下顎前歯も、上顎前歯の出っ歯が改善する見込みで、仮歯に置き換えました。
すると、歯周基本治療後までは開いていた上顎前歯が、閉じてきて、出っ歯も改善しました。
患者さんは、この時点で非常に満足され、食事も摂れるようになり、上顎前歯の出た感じも良くなったので、マスクをしなくなった、とのことでした。
歯周病の患者さんは、奥歯の噛み合わせを失ったことが原因で、噛み合わせの位置が、本来よりも低くなっていることがほとんどです。安定した噛み合わせを作ることにより、食事が摂れるようになります。
この後、歯周外科治療(エムドゲイン)も行いました。
図4は、歯周外科後1年の口腔内写真です。
かみ合わせを上げたため、前歯の感じが図3の状態よりも良くなっています。
ただし、この時点での問題は、上顎に入っている入れ歯をひっかけている歯が徐々にグラグラしてきて、いずれ1本ずつ抜歯する運命にあるかもしれないことでした。
そこで、患者さんと相談し、上の前歯を半分ずつ連結したのが、図5の口腔内写真です。
上顎前歯のグラつきをかぶせもので連結したために、抜歯するタイミングを多少なりとも延期できたと思います。
図5は、2017年4月現在のものです。
初診から2年と少しの間ですが、ずっと通院していただいています。
現在も月に1度のメンテナンスはかかさずにいらっしゃっている患者さんに、脱帽です。
治療のプランをたてるのはもちろん歯科医師の仕事ですが、患者さんの本気で治そうという強い気持ちがあれば、結果が出せるし、病状も改善します。
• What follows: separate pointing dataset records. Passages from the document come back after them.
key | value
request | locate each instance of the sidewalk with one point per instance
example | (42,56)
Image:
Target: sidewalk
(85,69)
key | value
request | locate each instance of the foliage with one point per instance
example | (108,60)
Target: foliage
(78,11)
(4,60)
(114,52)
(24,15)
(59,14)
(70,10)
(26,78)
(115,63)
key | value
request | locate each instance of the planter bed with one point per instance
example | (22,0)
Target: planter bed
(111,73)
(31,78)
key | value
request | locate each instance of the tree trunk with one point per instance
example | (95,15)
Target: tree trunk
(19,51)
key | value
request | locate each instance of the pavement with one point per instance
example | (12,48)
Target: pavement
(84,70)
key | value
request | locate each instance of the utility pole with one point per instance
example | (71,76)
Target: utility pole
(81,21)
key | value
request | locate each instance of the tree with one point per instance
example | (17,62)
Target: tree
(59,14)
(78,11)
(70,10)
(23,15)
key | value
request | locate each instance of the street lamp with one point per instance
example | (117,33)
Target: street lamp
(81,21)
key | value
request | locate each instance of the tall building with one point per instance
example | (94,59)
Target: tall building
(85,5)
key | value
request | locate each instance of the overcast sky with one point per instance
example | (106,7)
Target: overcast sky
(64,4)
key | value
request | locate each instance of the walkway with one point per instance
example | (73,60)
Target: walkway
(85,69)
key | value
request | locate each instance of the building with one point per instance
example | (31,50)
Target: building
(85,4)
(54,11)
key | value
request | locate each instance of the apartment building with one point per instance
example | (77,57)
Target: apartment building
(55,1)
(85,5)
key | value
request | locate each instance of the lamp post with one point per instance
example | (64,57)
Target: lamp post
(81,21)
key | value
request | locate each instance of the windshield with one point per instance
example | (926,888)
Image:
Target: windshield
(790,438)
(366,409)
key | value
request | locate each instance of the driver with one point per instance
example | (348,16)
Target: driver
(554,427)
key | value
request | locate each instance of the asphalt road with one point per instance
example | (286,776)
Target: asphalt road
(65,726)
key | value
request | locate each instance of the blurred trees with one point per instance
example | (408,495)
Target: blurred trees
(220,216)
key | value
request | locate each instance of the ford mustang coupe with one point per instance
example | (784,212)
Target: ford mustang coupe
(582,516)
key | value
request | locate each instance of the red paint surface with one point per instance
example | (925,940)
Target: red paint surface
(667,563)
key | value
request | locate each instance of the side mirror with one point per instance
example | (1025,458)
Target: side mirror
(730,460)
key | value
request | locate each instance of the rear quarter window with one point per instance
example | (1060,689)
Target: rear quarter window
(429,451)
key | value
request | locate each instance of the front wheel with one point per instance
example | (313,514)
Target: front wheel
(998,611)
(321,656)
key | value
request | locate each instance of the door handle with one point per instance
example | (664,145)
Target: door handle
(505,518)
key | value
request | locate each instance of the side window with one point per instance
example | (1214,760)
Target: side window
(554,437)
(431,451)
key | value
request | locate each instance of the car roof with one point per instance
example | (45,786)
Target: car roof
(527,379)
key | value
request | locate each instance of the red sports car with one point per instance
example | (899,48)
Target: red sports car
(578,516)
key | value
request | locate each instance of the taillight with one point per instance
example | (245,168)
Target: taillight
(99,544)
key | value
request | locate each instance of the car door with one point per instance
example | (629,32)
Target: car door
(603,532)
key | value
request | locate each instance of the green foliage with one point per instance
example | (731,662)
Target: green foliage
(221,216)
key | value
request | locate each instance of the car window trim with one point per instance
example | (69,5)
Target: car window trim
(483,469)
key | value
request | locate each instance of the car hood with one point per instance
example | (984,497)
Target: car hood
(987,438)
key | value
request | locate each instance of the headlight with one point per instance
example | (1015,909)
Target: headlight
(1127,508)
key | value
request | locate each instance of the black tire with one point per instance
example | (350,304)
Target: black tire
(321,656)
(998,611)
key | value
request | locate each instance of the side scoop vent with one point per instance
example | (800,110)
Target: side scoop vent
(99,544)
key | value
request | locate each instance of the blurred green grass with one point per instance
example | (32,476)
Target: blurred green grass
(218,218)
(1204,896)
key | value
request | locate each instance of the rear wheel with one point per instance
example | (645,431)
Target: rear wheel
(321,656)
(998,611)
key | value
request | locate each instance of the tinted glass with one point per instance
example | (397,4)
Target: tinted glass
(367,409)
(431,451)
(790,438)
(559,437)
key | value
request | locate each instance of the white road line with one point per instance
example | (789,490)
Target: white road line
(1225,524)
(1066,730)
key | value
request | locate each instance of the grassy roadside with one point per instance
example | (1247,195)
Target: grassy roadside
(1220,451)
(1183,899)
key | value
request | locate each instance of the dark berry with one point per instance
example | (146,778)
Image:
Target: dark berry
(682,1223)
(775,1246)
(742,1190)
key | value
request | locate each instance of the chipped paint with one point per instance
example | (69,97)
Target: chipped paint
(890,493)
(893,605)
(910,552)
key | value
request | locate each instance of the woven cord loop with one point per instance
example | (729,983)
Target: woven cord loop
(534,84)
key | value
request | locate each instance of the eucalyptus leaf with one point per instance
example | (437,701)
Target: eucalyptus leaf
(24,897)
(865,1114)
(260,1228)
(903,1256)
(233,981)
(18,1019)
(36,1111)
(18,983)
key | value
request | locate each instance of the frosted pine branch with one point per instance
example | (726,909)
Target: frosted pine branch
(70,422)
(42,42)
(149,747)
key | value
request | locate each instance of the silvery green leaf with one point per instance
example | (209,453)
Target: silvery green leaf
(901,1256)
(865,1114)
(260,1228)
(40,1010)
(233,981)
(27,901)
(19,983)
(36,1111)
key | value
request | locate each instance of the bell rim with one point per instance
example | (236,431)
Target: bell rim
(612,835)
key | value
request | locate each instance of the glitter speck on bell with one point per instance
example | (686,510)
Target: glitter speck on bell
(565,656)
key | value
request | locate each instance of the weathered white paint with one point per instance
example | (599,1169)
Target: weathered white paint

この患者さんは、初診時の状況を諦めたくない、絶対に治したい、という“本気”の気持ちがあったからこそ、ここまで来ることができました。
治療の結果が出る期間は個人差があります。しかし、この方は、私の想像以上に早い結果を出すことができました。ご自身の病状を受け止めて、“本気”の気持ちがあったからでしょう。
これからも、もっと良くなることを患者さんと二人三脚で考えていきます。